Wow! Yeah, he's a beast.


----------



## THEUNIT(XXL) (Apr 4, 2007)

Prince said:


> got these from another board, supposedly taken 3-31-07
> 
> his legs are HUGE!


It was on 03-24-2007 in Belgium, guest posing in a gym called Body magic(Fitnesscentrum Body Magic).

More pics...


----------



## THEUNIT(XXL) (Apr 4, 2007)

One day later, he was guest posing at the Sport&Fitness Cup(A competition held by Mondher Bennour, the same man that hosted the Dutch Grand Prix.)
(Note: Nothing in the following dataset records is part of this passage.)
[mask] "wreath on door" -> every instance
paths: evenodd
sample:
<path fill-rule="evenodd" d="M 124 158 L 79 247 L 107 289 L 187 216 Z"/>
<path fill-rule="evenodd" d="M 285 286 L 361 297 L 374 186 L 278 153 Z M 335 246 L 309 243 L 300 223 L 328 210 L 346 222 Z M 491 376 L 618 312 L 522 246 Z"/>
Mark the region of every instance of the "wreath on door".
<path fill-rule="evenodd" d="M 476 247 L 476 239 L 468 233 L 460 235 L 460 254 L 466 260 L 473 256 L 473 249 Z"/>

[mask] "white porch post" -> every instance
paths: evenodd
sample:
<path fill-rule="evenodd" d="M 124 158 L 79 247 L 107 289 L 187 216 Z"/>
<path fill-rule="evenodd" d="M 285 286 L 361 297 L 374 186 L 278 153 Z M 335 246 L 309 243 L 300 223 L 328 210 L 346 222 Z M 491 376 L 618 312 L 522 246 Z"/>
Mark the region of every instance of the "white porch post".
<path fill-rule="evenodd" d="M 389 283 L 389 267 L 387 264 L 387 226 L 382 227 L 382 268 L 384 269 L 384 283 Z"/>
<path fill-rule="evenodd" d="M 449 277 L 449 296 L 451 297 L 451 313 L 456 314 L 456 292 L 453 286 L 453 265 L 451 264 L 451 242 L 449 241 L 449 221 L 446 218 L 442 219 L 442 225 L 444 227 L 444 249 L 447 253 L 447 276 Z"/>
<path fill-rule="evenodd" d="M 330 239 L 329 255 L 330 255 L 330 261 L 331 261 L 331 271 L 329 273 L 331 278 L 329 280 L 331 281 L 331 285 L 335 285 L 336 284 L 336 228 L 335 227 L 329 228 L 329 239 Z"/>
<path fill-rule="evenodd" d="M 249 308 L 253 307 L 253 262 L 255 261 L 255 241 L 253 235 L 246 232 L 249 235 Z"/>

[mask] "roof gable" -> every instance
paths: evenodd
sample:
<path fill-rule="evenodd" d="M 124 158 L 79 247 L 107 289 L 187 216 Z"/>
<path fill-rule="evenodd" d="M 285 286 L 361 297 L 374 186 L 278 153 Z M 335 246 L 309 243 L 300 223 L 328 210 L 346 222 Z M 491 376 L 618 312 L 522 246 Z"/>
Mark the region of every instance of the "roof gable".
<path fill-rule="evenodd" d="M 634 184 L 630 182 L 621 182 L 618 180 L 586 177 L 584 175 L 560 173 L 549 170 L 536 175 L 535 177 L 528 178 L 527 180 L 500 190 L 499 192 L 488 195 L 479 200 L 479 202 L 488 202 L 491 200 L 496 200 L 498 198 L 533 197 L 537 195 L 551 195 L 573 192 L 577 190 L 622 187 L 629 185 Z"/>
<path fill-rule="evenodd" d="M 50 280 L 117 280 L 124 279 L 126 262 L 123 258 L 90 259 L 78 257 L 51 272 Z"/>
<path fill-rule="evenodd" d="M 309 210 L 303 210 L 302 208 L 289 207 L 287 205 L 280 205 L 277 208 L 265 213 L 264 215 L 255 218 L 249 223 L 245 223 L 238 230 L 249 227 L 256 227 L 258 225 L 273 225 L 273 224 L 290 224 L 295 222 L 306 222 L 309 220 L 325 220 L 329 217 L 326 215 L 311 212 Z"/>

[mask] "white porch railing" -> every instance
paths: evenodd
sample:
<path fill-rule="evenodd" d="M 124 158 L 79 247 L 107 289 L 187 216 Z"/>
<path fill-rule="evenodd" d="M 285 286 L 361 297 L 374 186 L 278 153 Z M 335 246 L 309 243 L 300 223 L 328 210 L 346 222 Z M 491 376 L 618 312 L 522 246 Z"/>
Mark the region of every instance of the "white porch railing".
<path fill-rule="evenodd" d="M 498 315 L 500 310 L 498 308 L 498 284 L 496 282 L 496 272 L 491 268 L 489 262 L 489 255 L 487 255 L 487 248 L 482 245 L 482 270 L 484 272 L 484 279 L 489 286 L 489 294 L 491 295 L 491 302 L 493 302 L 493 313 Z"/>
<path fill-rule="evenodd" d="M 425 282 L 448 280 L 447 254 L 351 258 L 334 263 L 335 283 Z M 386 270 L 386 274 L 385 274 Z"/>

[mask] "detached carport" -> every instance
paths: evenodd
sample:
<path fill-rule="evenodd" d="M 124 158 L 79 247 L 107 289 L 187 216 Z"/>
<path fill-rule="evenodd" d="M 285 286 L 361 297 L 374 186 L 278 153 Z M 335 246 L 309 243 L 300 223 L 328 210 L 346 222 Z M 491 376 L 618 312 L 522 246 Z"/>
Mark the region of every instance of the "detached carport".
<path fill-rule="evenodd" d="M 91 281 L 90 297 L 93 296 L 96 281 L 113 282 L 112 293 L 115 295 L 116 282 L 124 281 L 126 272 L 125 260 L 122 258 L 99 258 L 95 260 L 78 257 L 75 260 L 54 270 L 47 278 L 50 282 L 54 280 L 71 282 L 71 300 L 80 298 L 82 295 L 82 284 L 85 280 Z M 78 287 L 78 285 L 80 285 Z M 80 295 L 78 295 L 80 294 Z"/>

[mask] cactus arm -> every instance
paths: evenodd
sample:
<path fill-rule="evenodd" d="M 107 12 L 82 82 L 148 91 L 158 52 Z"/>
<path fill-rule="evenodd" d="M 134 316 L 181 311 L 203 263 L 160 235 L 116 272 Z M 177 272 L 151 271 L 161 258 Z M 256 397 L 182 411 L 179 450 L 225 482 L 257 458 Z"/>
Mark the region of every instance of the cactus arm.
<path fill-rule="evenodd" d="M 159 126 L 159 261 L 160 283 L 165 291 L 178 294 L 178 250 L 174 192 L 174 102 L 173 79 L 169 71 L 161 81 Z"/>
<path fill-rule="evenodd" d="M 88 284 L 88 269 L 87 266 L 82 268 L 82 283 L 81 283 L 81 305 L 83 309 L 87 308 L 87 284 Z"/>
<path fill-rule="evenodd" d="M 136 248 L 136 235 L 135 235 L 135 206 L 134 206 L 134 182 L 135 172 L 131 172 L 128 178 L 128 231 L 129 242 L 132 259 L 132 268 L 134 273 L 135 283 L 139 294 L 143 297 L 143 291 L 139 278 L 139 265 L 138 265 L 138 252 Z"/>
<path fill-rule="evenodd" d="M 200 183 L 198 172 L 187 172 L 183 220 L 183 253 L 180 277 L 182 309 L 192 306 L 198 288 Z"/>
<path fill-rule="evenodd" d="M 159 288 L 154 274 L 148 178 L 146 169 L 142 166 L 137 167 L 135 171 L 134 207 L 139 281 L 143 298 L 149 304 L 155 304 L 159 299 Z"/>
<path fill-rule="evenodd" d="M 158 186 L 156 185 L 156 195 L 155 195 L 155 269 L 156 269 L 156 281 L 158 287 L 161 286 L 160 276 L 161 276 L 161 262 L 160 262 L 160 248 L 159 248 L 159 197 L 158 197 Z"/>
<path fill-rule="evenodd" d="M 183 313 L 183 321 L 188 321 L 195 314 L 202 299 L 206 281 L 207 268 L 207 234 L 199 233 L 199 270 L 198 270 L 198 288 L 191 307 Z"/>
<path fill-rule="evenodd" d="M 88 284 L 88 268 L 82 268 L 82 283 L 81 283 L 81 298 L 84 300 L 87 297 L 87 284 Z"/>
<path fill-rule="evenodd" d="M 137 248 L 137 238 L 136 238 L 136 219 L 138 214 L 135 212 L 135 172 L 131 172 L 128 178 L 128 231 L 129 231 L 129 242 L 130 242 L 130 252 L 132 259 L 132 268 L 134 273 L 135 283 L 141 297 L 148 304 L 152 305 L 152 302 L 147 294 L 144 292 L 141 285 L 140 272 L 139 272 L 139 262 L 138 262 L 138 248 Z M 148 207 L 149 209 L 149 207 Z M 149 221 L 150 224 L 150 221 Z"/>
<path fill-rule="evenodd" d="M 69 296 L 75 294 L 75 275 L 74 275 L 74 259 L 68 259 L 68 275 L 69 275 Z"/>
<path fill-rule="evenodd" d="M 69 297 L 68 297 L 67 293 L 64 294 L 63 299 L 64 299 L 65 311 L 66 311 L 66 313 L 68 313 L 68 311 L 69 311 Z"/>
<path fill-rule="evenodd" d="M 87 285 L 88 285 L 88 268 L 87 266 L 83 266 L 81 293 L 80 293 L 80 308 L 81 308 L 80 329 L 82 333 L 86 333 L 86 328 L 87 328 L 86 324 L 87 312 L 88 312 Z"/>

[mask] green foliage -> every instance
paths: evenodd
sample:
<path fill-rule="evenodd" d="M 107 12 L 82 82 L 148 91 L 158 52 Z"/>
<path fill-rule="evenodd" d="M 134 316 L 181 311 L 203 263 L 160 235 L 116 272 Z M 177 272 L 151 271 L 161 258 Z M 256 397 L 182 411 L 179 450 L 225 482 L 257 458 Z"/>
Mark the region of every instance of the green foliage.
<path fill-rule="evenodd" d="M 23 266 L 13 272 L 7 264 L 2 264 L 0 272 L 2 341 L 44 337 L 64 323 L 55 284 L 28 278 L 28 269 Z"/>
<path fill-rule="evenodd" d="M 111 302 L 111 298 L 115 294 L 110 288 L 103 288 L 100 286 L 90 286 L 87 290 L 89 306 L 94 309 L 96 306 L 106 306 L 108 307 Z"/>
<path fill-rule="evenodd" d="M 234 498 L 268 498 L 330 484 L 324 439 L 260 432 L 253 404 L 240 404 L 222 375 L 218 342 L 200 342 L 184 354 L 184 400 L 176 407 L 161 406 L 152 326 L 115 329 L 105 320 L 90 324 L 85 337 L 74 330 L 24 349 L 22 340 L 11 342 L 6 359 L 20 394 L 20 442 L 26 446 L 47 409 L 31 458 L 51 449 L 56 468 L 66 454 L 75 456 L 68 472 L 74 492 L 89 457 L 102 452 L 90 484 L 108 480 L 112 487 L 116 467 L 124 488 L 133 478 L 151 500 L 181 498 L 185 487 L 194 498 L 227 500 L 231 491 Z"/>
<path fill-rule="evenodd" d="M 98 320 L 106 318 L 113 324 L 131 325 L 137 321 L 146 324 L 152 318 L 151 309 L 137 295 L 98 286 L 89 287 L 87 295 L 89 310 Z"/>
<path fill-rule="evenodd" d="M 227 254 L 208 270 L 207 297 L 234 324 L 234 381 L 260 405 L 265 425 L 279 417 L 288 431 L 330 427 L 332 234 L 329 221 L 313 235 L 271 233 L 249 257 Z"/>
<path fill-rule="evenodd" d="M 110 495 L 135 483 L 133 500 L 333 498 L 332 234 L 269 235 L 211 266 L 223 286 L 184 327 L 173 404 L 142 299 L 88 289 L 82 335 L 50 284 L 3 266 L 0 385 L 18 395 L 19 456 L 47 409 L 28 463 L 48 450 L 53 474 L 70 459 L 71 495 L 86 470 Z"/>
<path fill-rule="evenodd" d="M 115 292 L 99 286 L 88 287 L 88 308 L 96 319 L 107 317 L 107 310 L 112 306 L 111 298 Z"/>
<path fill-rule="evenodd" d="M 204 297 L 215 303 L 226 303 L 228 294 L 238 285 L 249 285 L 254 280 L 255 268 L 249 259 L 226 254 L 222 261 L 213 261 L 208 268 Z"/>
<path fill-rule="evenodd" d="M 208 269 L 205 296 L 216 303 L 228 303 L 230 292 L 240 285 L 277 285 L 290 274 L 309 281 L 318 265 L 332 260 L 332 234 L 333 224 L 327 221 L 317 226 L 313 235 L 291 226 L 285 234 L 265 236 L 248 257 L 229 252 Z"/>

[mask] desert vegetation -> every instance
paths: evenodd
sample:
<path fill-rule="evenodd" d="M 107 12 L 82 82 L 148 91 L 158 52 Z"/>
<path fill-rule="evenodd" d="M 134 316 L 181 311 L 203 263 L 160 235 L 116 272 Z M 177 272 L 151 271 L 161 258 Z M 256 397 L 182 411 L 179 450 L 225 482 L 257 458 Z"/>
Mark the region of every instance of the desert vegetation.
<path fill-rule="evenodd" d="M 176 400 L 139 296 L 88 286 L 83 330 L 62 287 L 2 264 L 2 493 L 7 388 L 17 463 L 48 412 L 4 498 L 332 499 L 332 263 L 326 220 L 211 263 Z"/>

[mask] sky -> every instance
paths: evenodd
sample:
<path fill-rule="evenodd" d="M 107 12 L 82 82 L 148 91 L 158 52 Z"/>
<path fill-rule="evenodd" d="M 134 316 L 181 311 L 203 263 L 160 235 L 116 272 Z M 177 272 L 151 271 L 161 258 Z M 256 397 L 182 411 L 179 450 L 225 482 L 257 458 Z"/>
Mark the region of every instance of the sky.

So this is 03-25-2007, Pictures are from Welkom bij For Fun Sport


----------



## Brachiisaurus (Apr 5, 2007)

Holy crap, his legs are ridiculously large.


----------



## ZECH (Apr 5, 2007)

Working on Mr O #2


----------



## P-funk (Apr 5, 2007)

damn....lean for the offseason too.  that is one thing that is cool about Jay.  He doesn't get fat as hell.


----------